Le monde du cinéma et de la musique a perdu l’un de ses compositeurs les plus iconiques : Lalo Schifrin s’est éteint paisiblement à l’âge de 93 ans, a confirmé son fils Ryan Schifrin. Pianiste surdoué, chef d’orchestre d’envergure mondiale et compositeur de génie, il laisse derrière lui une œuvre monumentale, traversée par le souffle du jazz, du suspense et de l’élégance.

Son nom restera à jamais associé aux quatre notes les plus haletantes de la télévision et du cinéma : celles du thème de Mission: Impossible, en 5/4, reconnaissables entre mille, qu’il composa en 1966 et qui accompagna Tom Cruise sur grand écran jusque dans les blockbusters du XXIᵉ siècle. Ce thème, nominé aux Grammy trois années de suite (1967-1969), a été repris, réorchestré, remixé, mais reste à jamais celui de Schifrin.

Mais réduire Lalo Schifrin à Mission: Impossible serait oublier l’immense palette d’un compositeur qui écrivit plus de 100 partitions pour le cinéma et la télévision : Bullitt, L’Inspecteur Harry, Luke la main froide, Opération Dragon, THX 1138, Le Kid de Cincinnati, Amityville.

Né à Buenos Aires en 1932, formé à la rigueur classique à Paris, il fut aussi un jazzman d’exception, collaborant avec Dizzy Gillespie, Sarah Vaughan, Ella Fitzgerald, Count Basie ou encore Stan Getz.
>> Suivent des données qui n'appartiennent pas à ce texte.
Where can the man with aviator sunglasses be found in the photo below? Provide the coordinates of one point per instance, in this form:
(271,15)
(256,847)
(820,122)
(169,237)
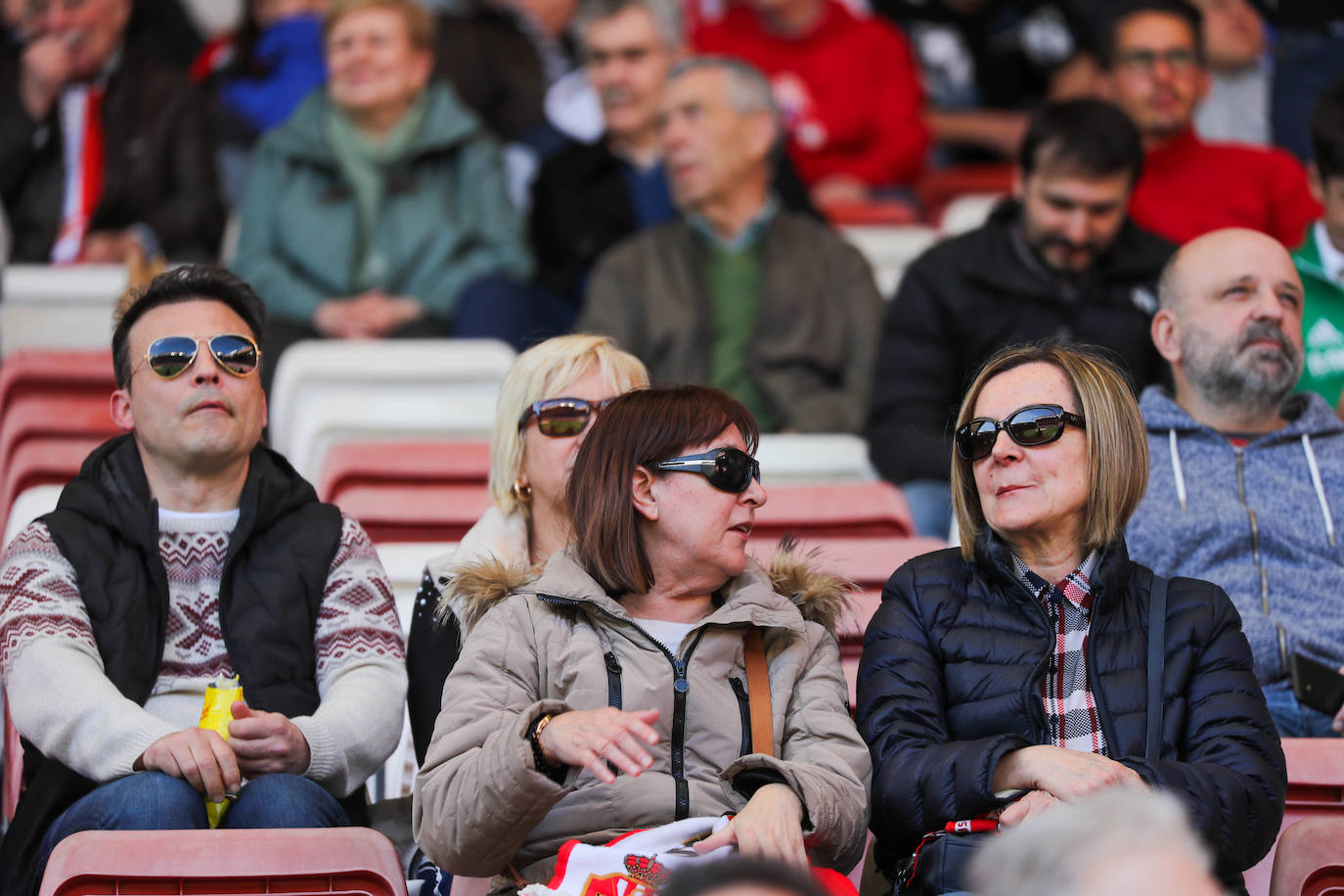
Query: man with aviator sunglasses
(182,553)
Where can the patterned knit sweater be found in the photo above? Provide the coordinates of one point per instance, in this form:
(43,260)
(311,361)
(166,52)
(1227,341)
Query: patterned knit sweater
(64,702)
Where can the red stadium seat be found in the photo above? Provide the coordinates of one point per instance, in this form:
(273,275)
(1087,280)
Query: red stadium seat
(1309,860)
(349,861)
(43,374)
(359,464)
(1315,790)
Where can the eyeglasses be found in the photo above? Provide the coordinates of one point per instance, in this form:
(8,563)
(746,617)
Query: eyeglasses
(728,469)
(172,355)
(562,417)
(1182,60)
(1028,426)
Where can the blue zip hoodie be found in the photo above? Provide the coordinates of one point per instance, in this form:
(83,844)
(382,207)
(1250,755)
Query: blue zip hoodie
(1265,521)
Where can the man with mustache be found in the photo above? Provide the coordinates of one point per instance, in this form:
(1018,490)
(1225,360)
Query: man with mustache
(1247,478)
(103,150)
(182,553)
(1060,258)
(1156,72)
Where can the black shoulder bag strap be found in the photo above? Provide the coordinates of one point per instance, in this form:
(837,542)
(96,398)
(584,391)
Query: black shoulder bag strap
(1156,662)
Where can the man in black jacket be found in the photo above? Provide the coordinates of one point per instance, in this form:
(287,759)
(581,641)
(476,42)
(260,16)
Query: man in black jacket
(589,197)
(103,150)
(182,553)
(1060,259)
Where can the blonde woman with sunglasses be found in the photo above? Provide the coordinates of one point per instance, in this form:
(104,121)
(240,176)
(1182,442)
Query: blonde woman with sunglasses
(543,414)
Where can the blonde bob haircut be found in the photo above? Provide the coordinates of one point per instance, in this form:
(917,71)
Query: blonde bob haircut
(1117,443)
(420,22)
(546,371)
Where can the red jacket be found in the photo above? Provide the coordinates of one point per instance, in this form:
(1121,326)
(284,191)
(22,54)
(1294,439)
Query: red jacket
(1189,187)
(848,92)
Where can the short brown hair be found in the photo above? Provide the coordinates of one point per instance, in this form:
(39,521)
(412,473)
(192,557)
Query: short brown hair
(420,23)
(639,428)
(1117,443)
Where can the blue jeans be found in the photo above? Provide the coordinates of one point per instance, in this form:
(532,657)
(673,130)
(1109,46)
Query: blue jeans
(1293,719)
(155,801)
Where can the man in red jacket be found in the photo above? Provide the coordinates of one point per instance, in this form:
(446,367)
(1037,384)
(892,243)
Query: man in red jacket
(1189,187)
(847,89)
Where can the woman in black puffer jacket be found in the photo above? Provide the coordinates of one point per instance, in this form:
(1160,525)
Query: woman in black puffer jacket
(1017,664)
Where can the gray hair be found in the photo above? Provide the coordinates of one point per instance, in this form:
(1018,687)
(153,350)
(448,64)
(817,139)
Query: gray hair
(665,14)
(749,92)
(1050,855)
De la scène de jazz à Hollywood, en passant par les plus grands orchestres du monde qu’il dirigea (London Symphony, Philharmonique de Vienne, Philharmonique d’Israël…), Lalo Schifrin fut un passeur entre les mondes : l’improvisation et la rigueur, le swing et le suspense, l’Amérique et l’Argentine, les salles obscures et les studios d’enregistrement.

Récompensé par quatre Grammy Awards (et 19 nominations), six nominations aux Oscars, il reçoit en 2019 un Oscar d’honneur pour l’ensemble de sa carrière, rejoignant ainsi Ennio Morricone et Quincy Jones au panthéon des compositeurs salués par l’Académie.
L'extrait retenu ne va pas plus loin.